Sentiment analyzing is
analyzing a sentence to find out that the sentiment of it is positive or
negative. Part of the project task of our team is analyzing the sentiment of
the comments of 4 domestic mobile phones: Xiaomi M4, Smartisan T1, Huawei
Honor6, Meizu MX4.
Here are the key steps for algorithm:
1. Read the text and tokenize it.
2. In every sentence, find the sentiment word, and record
its feature (positive or negative) according to the sentiment dictionary and
position.
3. Find the adverb of degree before the sentiment word. When
we find one then stop searching. And we will set weights for adverbs of
different degrees. And the weights will multiply the sentiment value (assume
the primary sentiment value of every sentiment word is 1)
4. Find all the negation word before the sentiment word. If
the number of negation word is odd, then the sentiment value will multiply -1.
If the number is even, multiply 1.
5. If there is ‘!’ in the sentence, every ‘!’ will add 2
sentiment value to the corresponding feature.
6. Print out positive and negative value and the corresponding
percentage of every sentence.
7. Add all the sentiment value up and print out the positive
and negative value and the corresponding percentage of the whole text.

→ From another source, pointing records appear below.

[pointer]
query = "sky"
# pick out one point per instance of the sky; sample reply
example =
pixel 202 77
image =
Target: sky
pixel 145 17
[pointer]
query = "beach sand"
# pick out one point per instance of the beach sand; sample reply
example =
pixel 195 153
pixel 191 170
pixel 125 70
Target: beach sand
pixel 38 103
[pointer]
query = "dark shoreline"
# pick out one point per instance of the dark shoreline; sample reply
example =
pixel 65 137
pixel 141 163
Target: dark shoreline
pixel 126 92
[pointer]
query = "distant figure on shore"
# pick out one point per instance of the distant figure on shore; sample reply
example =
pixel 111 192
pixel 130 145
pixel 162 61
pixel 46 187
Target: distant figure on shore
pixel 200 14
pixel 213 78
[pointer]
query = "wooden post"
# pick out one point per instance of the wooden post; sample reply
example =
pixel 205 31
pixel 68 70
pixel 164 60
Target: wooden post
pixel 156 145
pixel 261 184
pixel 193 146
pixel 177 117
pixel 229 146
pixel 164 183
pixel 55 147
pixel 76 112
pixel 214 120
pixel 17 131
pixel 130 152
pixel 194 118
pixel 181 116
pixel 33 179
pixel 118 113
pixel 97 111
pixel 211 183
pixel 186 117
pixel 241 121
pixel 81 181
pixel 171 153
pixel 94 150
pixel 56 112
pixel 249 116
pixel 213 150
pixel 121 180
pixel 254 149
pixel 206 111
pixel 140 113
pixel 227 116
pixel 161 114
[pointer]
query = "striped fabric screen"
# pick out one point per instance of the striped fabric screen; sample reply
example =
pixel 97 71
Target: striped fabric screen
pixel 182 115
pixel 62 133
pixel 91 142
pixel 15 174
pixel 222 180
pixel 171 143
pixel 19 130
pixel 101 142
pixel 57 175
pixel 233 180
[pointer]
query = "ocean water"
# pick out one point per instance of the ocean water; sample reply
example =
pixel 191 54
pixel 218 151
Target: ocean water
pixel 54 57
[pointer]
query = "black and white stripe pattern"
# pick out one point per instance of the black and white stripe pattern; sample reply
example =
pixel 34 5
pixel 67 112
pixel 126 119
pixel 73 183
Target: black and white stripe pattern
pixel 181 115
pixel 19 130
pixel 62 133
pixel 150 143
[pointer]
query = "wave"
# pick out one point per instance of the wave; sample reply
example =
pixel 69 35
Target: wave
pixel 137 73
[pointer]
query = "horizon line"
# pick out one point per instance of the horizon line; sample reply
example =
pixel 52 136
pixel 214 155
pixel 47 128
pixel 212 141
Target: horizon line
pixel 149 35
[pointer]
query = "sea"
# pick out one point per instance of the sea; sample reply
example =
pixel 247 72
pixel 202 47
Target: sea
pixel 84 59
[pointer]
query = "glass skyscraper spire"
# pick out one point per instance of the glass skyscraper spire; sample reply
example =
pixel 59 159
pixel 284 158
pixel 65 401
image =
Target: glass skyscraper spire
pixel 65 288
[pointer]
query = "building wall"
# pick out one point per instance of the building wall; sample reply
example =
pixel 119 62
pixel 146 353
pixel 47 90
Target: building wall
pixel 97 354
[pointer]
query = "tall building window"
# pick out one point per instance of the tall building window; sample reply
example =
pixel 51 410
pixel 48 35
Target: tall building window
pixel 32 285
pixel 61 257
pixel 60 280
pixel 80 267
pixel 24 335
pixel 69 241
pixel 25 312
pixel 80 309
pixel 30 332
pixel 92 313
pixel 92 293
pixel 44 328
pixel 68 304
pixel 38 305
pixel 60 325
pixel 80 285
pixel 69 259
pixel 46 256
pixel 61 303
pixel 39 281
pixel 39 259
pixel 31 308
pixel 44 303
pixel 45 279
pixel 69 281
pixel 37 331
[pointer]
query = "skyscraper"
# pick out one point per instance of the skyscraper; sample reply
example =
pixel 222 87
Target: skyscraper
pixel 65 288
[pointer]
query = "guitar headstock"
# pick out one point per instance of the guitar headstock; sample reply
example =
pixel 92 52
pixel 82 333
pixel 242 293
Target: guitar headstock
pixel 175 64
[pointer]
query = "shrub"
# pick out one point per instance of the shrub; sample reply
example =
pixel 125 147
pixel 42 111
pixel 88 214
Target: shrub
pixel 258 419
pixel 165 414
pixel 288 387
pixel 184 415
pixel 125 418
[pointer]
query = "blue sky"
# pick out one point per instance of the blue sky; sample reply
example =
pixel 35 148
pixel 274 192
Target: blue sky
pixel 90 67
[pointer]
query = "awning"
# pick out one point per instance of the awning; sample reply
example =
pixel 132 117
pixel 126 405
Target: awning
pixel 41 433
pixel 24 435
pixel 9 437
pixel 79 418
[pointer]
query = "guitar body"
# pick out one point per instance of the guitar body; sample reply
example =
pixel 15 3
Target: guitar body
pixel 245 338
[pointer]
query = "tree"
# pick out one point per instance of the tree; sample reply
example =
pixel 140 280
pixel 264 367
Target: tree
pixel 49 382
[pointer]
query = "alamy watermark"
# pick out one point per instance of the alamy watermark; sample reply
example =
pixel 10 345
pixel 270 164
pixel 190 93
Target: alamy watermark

8. Calculate the average and variance of the positive and
negative sentiment for the text.
And during the programming, I
came up with some problems:
1.
Python is a
little troublesome for processing Chinese characters. The encode information
should be presented in Unicode.
2.
Python
sometimes can’t input the data in txt file completely.
3.
As the Internet
words are much different from the standard sentiment dictionary. We should add
and edit some words in the sentiment dictionary after we study the linguist habits
of the netizen. That will promote the accuracy of the analyzing outcome.
4.
There is
some difference of sentiment value between analyzing the whole text and
analyzing every sentence and add them together. I think there might be some
unnecessary values at the boundary of two sentences. For example, the sentiment
word in the beginning of a sentence will look for adverb of degree in the end
of the previous sentence.
We are still working on optimizing the outcome. Hope we can achieve our goals.